Karı-Koca Hakları

İslam’a göre karı-koca hakları nelerdir? Ayet ve hadislerle karı-kocanın karşılıklı hak ve görevleri şöyledir.

Nikâh, bu sözleşmeyi yapan karı kocaya birtakım hak ve görevler yükler.

İSLAM’DA KARI-KOCA HAKLARI

Karı kocanın karşılıklı haklarıyla ilgili olarak Kur’an-ı Kerim’de şöyle buyrulmaktadır:

“Erkeklerin hanımları üzerinde bulunan hakları gibi kadınların da kocaları üzerinde meşru çerçevede hakları da vardır. Şu kadar ki erkeklerin onlar üzerindeki hakları bir derece daha fazladır.” (2/Bakara, 228.)

Peygamberimiz (s.a.v.) de şöyle buyurmuştur:

“Dikkat edin, sizin karılarınız üzerinde hakkınız var, kadınlarınızın da sizin üzerinizde hakkı vardır.”

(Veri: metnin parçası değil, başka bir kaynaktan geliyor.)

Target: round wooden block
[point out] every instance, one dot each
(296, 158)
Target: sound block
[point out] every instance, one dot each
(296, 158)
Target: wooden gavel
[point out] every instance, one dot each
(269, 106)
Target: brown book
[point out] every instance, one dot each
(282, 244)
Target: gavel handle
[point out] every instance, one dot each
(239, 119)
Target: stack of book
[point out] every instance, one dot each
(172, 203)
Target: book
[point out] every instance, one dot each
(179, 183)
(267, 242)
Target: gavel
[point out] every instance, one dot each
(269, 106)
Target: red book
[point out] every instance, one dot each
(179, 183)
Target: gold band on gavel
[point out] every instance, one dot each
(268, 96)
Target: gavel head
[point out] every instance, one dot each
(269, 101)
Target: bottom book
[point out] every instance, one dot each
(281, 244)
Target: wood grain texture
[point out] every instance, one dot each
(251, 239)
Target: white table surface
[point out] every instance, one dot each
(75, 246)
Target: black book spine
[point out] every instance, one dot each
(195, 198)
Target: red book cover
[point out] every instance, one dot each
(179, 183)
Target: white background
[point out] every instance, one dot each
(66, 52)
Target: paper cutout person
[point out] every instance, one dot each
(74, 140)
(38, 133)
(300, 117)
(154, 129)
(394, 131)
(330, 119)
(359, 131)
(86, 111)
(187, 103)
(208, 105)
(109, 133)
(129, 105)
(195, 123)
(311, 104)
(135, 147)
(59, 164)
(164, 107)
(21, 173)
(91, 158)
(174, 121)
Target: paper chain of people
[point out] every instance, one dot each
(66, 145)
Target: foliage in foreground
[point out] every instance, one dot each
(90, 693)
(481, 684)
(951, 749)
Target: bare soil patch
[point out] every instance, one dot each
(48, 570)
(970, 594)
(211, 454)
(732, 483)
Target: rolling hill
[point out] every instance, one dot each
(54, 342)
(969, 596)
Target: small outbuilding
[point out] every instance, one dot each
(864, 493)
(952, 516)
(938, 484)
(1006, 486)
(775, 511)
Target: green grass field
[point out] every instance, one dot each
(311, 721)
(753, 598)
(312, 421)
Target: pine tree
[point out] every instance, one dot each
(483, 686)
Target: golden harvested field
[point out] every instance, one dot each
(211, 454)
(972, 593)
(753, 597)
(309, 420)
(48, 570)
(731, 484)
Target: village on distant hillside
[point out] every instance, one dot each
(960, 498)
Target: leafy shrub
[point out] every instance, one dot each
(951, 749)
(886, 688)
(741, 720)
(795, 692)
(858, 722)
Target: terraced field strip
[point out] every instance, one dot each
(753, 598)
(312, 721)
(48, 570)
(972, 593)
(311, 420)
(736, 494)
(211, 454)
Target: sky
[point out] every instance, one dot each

“Sizin karılarınız üzerindeki hakkınız, hoşlanmadığınız kimseleri minderinize oturtmamaları ve sevmediğiniz kimselerin evinize girmesine izin vermemeleridir. Dikkat ediniz, onların da sizin üzerinizdeki hakları, giyim ve yiyeceklerini iyi bir şekilde sağlamanızdır.” (Tirmizî, “Rıdâ”’, 11.)

Karının Hakları

  1. Mehir: Evlenme sırasında erkeğin kadına ödediği veya ödeme yükümlülüğü altına girdiği para veya mal demektir ve kadının hakkıdır.
  2. Nafaka: Kişinin, bakmakla yükümlü olduğu kimselerin yiyecek, giyecek ve mesken giderlerini karşılaması demektir.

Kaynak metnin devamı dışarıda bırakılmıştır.